Updated

A Venezuelan judge has ruled that anti-government opposition leader, Leopoldo Lopez, must stay in jail pending the start of his trial in August on charges of inciting violence at demonstrations earlier this year.

The judge handed down his ruling before dawn Thursday following marathon deliberations lasting three days in which Lopez's attorneys argued that the former mayor was being hounded for his political beliefs.

Lopez, 43, is the combative head of the Popular Will party. Before turning himself in to authorities in February, he had been spearheading a movement to force President Nicolas Maduro's resignation.

Authorities ordered his arrest after three people were killed February 12 during clashes between security forces and anti-government protesters that took place after peaceful demonstrations ended. At least 42 people have been killed on both sides in three months of unrest.

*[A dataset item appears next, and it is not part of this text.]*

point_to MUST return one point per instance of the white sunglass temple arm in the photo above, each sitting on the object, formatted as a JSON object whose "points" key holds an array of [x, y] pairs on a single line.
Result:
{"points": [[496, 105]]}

If convicted, the Harvard University-educated politician could face up to more than 13 years in jail. The trial is expected to begin in August, his lawyers said.

Maduro's arrest of his opponents has drawn widespread criticism abroad, with Amnesty International calling the charges against Lopez a "politically motivated attempt to silence dissent" at a time of mounting frustration with 57 percent inflation and record food shortages.

A report Thursday by the Geneva-based International Commission of Jurists described cases of arbitrary detentions and intimidation of student protesters and political leaders that point to a lack of independence for judges and prosecutors.

Also on Thursday, supporters read a letter from Lopez written by hand from the courthouse in which he accused the judge presiding over his case of "selling her conscience to the corrupt powers." In a similarly defiant tone, allies called for a mass demonstration Sunday in the same Caracas plaza where Lopez in February emerged from days of hiding to turn himself into authorities after delivering a fiery speech to a huge crowd.

Referring to Lopez as a "prisoner of conscience," David Smolansky, they mayor of Caracas' El Hatillo district, said the jailed activist's "only crime is thinking differently."

Each day of the preliminary hearing began for Lopez around 4 a.m., when he was woken in his cell at a military prison outside Caracas and taken under heavy police escort to a downtown courtroom, where proceedings lasted late into the night. Journalists and Lopez's wife were barred from attending the hearing.